Molecular Responses to Photodynamic Therapy

Monitoring Molecular Responses to PDT

PDT stimulates the activation of several signaling pathways, amongst which the induction of heat shock proteins (HSPs) constitutes a strong response to the treatment generated reactive oxygen species (ROS)-induced oxidative stress. HSPs belong to a large family of protein chaperones involved in assisting protein folding and unfolding in cells. They are not only constitutively and ubiquitously expressed but are also inducible in response to variety of stressful conditions and are thus commonly referred in the literature as stress proteins. These inducible responses involve transcriptional activation mediated by a transcription factor known as the heat shock factor (HSF), which binds to a specific heat shock element (HSE) in the heat shock gene. Among the stress proteins, the HSP70 family is the most abundant and conserved and has been frequently proposed as a potential biomarker of cellular toxicity.

Morimoto, R.I., Genes & Development (1998)

In our lab, we have examined the PDT-stress-mediated HSP70 activation and its relation to cellular toxicity in a mouse tumor cell line which was transfected with a plasmid consisting of a fluorescent reporter gene (GFP) under the control of an hsp70 promoter. This allowed us to study the PDT-mediated inducible expression of GFP in living specimens in vitro and in vivo using fluorescence imaging. Our current studies will provide a significant opportunity to determine thresholds for gene induction which can be related to a threshold in PDT generated ROS.

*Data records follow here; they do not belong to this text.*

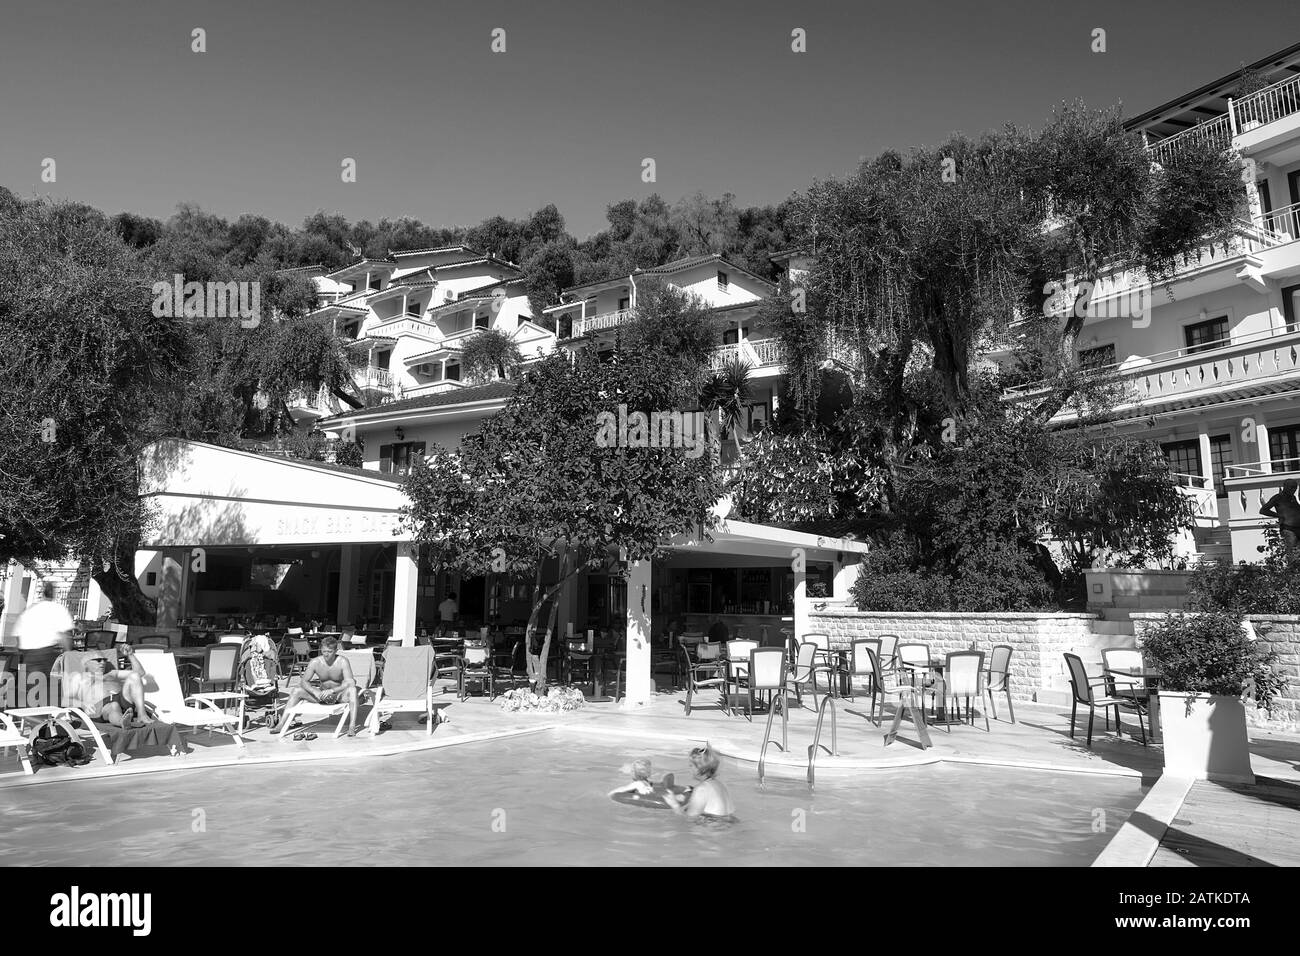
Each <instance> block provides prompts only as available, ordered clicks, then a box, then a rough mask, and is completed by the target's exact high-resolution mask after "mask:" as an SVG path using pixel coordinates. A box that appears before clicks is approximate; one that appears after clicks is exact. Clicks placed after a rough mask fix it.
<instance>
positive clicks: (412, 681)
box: [367, 645, 487, 734]
mask: <svg viewBox="0 0 1300 956" xmlns="http://www.w3.org/2000/svg"><path fill="white" fill-rule="evenodd" d="M484 650H485V652H486V650H487V649H486V648H484ZM383 658H385V659H383V680H382V682H381V683H380V687H378V688H377V689H376V692H374V706H373V708H370V717H369V719H368V721H367V727H368V728H369V731H370V734H378V731H380V723H381V722H382V721H386V719H387V718H389V717H391V715H393V714H400V713H422V714H424V715H425V719H426V721H428V724H426V727H425V734H433V724H434V723H435V721H434V718H433V680H432V678H433V648H430V646H428V645H422V646H421V645H416V646H413V648H406V646H402V648H389V649H387V650H385V652H383Z"/></svg>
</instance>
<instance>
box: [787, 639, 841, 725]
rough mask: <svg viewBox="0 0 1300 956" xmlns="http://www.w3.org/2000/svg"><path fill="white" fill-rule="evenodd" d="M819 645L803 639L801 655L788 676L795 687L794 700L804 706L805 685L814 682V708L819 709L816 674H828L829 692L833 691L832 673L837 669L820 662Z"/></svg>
mask: <svg viewBox="0 0 1300 956" xmlns="http://www.w3.org/2000/svg"><path fill="white" fill-rule="evenodd" d="M818 650H819V648H818V645H816V644H813V643H811V641H803V643H802V644H800V656H798V657H797V658H796V661H794V666H793V667H790V669H789V675H788V678H787V680H788V683H789V685H790V687H793V688H794V700H796V702H797V704H798V705H800V706H801V708H802V706H803V685H805V684H813V709H814V710H816V709H818V700H816V675H818V674H819V672H820V674H826V675H827V680H826V685H827V692H828V693H829V691H831V683H832V675H833V672H835V669H833V667H832V666H831V665H828V663H818V659H816V654H818Z"/></svg>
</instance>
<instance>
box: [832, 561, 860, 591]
mask: <svg viewBox="0 0 1300 956" xmlns="http://www.w3.org/2000/svg"><path fill="white" fill-rule="evenodd" d="M848 558H849V555H848V554H845V555H844V558H836V559H835V584H833V585H832V594H831V596H832V597H833V598H835V600H836V601H852V600H853V583H854V581H857V580H858V562H855V561H854V562H853V563H848Z"/></svg>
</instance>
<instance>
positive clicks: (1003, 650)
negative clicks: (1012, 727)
mask: <svg viewBox="0 0 1300 956" xmlns="http://www.w3.org/2000/svg"><path fill="white" fill-rule="evenodd" d="M1011 652H1013V648H1011V645H1010V644H996V645H995V646H993V653H992V654H991V656H989V658H988V671H987V672H985V675H984V687H985V688H987V689H988V706H989V710H992V711H993V719H995V721H996V719H997V708H996V706H995V705H993V695H995V693H1005V695H1006V709H1008V710H1010V711H1011V723H1015V708H1014V706H1013V705H1011Z"/></svg>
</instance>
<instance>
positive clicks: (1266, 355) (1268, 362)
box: [1006, 329, 1300, 415]
mask: <svg viewBox="0 0 1300 956" xmlns="http://www.w3.org/2000/svg"><path fill="white" fill-rule="evenodd" d="M1095 373H1096V375H1117V373H1118V375H1119V377H1121V378H1122V380H1125V381H1127V382H1128V384H1130V385H1131V392H1130V401H1132V402H1135V403H1141V402H1158V401H1164V399H1170V398H1175V397H1178V395H1183V394H1191V393H1195V392H1204V390H1208V389H1223V390H1230V389H1236V388H1242V386H1245V385H1249V384H1252V382H1256V381H1261V380H1269V378H1278V377H1283V376H1296V377H1297V378H1300V330H1295V329H1292V330H1287V329H1269V330H1266V332H1262V333H1257V334H1252V336H1243V337H1240V338H1238V339H1236V341H1231V339H1222V341H1221V342H1206V343H1204V345H1201V346H1193V347H1187V349H1175V350H1173V351H1167V352H1157V354H1156V355H1149V356H1132V358H1128V359H1125V360H1123V362H1122V363H1118V364H1112V365H1104V367H1099V368H1096V372H1095ZM1047 390H1048V385H1047V384H1045V382H1035V384H1032V385H1021V386H1017V388H1013V389H1008V390H1006V394H1008V397H1009V398H1013V399H1014V398H1032V397H1036V395H1041V394H1044V393H1045V392H1047ZM1061 415H1069V412H1061Z"/></svg>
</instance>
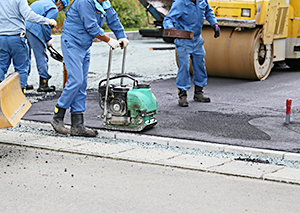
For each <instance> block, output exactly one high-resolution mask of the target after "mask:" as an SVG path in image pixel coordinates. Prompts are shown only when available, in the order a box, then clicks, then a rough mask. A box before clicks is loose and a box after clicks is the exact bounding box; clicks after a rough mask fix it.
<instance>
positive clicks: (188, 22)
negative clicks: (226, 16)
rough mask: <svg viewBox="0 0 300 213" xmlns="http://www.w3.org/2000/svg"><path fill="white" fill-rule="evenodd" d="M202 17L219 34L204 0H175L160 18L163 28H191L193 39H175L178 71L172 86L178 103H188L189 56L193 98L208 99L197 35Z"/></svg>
mask: <svg viewBox="0 0 300 213" xmlns="http://www.w3.org/2000/svg"><path fill="white" fill-rule="evenodd" d="M204 18H206V20H207V21H208V22H209V23H210V25H211V26H212V27H213V29H214V31H215V35H214V37H215V38H217V37H219V36H220V28H219V26H218V24H217V21H216V18H215V15H214V13H213V10H212V8H211V7H210V5H209V4H208V2H207V0H175V1H173V3H172V6H171V9H170V11H169V12H168V14H167V16H166V17H165V18H164V22H163V26H164V28H165V29H176V30H188V31H193V32H194V39H192V40H189V39H179V38H176V39H175V45H176V50H177V56H178V64H179V65H178V73H177V78H176V86H177V88H178V95H179V100H178V103H179V105H180V106H182V107H187V106H188V105H189V103H188V101H187V91H188V90H189V89H190V87H191V77H190V73H189V69H190V58H191V60H192V67H193V83H194V85H195V93H194V100H195V101H200V102H210V98H208V97H206V96H205V95H204V93H203V87H204V86H206V85H207V73H206V68H205V61H204V56H205V50H204V47H203V43H204V40H203V38H202V36H201V32H202V27H203V22H204Z"/></svg>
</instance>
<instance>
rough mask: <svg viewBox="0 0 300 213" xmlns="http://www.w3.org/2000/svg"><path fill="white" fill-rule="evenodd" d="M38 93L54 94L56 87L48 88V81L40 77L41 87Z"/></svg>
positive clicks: (38, 89)
mask: <svg viewBox="0 0 300 213" xmlns="http://www.w3.org/2000/svg"><path fill="white" fill-rule="evenodd" d="M37 91H38V92H52V91H55V86H50V87H49V86H48V81H47V79H45V78H42V77H41V76H40V86H39V88H38V89H37Z"/></svg>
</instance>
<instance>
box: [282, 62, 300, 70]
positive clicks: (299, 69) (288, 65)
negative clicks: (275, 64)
mask: <svg viewBox="0 0 300 213" xmlns="http://www.w3.org/2000/svg"><path fill="white" fill-rule="evenodd" d="M285 63H286V64H287V65H288V66H289V67H290V68H291V69H292V70H294V71H300V59H286V60H285Z"/></svg>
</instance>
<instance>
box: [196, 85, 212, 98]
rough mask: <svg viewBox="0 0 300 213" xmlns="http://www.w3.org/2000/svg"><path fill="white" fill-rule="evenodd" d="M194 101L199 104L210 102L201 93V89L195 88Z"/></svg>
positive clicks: (205, 97)
mask: <svg viewBox="0 0 300 213" xmlns="http://www.w3.org/2000/svg"><path fill="white" fill-rule="evenodd" d="M194 100H195V101H199V102H210V98H209V97H206V96H205V95H204V93H203V87H199V86H195V93H194Z"/></svg>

Several recent studies have established that HSPs can play a pivotal role in antitumor immunity in vivo by activating dendritic cells and enhancing host cell infiltration. With this in mind, our present studies are also focussed on using sublethal doses of PDT to activate HSP induction, in a strategy where PDT is not intended to be curative but is used instead to prime a tumor-specific immune response.